Performance#

Request Type Selection#

Choose the right request type for your workload:

request_type: "query": Best for the following:
- Single items (1 items)
- Low-latency applications requiring immediate responses
- Interactive applications
- Sending video data as part of the request
request_type: "bulk_text": Best for the following:
- Large batches of text-only inputs (up to 64 strings)
- High-throughput text processing
- When you have many text captions to process at once
request_type: "bulk_video": Best for the following:
- Large batches of video-only inputs (up to 64 videos)
- Maximum throughput for video processing
- Batch processing workflows

Bulk Video Throughput Performance#

The following benchmarks were conducted using a pipelined version with load-balanced queues, where decoding (pyNvVideoCodec) runs in parallel with CV-CUDA pre-processing and inference (TRT fp16). This setup utilizes best-effort load balancing, MPS (Multi-Process Service), and IPC (Inter-Process Communication). The processes involved are 2 downloaders, 11 decoders, 2 preprocessors, and 2 embedders.

A100 GPU:
- Configuration: 15-second, 1080p video in bulk_video mode with a request size of 64.
- Throughput: 16 videos/second
H100 GPU:
- Configuration: 15-second, 1080p video in bulk_video mode with a request size of 64.
- Throughput: 28.57 videos/second

Additional GPUs#

Expect proportional scaling based on decode and compute capacity across supported GPUs (e.g.
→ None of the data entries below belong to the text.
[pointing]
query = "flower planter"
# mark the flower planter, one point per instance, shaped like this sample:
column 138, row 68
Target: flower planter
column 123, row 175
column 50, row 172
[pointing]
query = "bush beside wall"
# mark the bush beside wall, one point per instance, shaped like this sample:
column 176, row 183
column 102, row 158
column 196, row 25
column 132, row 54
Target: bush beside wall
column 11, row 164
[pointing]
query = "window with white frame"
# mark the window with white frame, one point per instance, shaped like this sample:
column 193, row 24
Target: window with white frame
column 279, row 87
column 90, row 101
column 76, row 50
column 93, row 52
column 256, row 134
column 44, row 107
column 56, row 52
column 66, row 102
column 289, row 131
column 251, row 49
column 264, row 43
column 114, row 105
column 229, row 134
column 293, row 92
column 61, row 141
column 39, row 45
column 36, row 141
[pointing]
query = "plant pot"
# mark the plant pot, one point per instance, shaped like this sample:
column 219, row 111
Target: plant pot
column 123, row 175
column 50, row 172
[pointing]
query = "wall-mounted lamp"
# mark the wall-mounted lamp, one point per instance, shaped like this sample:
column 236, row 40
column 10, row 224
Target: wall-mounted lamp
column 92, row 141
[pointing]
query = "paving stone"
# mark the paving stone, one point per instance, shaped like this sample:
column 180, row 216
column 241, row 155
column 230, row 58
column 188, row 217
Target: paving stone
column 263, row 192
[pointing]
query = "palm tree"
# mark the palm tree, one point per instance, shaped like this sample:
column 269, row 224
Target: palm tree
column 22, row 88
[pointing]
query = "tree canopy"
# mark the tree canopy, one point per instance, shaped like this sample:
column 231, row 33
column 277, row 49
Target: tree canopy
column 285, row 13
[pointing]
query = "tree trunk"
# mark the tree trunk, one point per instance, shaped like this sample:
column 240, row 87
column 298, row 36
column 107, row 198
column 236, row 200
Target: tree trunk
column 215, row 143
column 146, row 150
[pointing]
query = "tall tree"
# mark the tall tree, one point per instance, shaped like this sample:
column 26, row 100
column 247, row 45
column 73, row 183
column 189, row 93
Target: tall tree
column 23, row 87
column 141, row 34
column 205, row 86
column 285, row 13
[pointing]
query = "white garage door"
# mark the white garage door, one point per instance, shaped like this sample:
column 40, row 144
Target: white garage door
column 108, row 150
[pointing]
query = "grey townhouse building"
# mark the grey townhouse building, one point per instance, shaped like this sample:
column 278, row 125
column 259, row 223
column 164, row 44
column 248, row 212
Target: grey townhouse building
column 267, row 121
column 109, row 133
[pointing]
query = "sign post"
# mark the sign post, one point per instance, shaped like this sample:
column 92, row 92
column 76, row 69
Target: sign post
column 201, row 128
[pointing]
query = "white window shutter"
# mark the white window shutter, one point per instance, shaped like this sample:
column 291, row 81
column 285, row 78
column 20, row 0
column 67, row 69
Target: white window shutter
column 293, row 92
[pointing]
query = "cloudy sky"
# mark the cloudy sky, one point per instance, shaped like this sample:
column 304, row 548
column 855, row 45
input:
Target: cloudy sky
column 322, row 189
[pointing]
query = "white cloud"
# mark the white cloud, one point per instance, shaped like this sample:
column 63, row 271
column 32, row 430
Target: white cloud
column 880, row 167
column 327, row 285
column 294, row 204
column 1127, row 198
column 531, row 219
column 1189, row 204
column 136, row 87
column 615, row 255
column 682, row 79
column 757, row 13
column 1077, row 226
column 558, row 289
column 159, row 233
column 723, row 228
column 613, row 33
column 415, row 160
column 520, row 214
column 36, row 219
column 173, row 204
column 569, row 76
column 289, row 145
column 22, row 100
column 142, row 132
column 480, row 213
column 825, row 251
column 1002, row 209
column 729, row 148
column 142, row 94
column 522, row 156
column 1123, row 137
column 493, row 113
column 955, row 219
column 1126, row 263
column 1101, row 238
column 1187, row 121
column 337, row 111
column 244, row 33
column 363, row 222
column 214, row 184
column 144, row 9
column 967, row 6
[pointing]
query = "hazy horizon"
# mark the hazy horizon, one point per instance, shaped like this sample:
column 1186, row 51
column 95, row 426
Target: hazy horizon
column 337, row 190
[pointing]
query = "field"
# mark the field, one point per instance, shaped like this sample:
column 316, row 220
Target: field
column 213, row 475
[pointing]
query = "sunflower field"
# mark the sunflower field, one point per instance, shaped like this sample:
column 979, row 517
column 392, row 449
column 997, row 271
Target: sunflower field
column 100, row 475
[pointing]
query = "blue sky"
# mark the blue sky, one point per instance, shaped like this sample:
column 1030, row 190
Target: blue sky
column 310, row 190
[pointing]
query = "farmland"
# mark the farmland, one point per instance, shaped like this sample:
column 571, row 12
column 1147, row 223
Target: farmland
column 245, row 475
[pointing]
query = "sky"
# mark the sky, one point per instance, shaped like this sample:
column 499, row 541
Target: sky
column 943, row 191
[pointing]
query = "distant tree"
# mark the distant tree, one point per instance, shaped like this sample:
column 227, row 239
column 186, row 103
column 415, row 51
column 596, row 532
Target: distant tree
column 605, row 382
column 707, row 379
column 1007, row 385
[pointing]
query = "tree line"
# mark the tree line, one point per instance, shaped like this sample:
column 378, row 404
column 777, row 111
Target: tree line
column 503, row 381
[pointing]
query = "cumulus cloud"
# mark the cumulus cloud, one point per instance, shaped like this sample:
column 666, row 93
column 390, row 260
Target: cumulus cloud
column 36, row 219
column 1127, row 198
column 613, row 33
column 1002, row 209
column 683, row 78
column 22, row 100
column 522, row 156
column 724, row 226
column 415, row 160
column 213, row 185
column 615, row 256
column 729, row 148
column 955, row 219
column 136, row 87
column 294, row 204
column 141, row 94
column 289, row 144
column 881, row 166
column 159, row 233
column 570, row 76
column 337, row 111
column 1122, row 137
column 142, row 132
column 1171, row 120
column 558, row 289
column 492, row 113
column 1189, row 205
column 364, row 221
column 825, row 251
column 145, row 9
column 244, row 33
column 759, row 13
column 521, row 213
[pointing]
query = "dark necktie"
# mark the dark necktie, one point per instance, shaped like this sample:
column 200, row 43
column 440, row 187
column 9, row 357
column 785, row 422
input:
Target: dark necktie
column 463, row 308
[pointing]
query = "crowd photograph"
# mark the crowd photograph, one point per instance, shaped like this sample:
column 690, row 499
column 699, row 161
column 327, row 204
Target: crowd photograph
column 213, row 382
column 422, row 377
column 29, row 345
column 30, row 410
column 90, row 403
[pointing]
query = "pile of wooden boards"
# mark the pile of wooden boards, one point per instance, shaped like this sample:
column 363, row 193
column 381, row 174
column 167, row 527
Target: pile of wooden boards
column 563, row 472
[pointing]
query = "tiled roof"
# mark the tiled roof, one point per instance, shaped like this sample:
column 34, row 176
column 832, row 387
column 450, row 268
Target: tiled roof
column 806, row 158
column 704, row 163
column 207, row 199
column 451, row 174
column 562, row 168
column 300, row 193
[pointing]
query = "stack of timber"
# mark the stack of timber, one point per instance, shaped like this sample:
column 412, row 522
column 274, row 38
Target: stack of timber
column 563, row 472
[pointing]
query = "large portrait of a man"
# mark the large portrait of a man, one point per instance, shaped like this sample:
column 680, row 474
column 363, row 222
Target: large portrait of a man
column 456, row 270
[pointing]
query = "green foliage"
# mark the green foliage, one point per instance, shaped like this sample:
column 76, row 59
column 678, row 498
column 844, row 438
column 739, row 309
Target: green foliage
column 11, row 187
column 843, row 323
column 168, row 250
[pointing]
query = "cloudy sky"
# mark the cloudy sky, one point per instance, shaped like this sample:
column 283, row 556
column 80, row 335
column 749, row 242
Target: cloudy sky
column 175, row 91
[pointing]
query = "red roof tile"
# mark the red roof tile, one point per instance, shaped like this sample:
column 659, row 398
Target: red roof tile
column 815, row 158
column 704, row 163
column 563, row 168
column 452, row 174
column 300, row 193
L40s, L4, H20, L20). For GPUs with less memory, reduce batch/request sizes to avoid memory pressure.

Latency Performance#

The following table shows representative single-embedding latency (seconds) per request_type=query for text and video, measured on MSRVTT clips.

GPU	Video (s)	Text (s)
NVIDIA H100 80GB HBM3	0.0431	0.0058
NVIDIA H100 NVL	0.0433	0.0055
NVIDIA H100 PCIe	0.0446	0.0058
NVIDIA L40S	0.0511	0.0061
NVIDIA A100 80GB PCIe	0.0563	0.0064
NVIDIA A100-SXM4-80GB	0.0613	0.0069
NVIDIA A100-SXM4-40GB	0.0672	0.0074
NVIDIA A100-PCIE-40GB	0.0683	0.0093
NVIDIA H20	0.0705	0.0077
NVIDIA L4	0.1096	0.0085
NVIDIA L20	0.0738	0.0064
NVIDIA RTX 6000 Ada	0.0527	0.0067

Resource Management#

Memory Optimization

Monitor GPU memory usage with larger batch sizes.
The service automatically scales workers based on available resources.
Use CUDA_VISIBLE_DEVICES to control GPU allocation.

Concurrency

The service handles multiple concurrent requests efficiently.
For sustained high throughput, maintain a consistent request rate.
Consider connection pooling for client applications.

Error Handling

The service includes automatic retry logic for transient failures.
Monitor the X-Restart-Count header for service health.
Implement exponential backoff in client code for failed requests.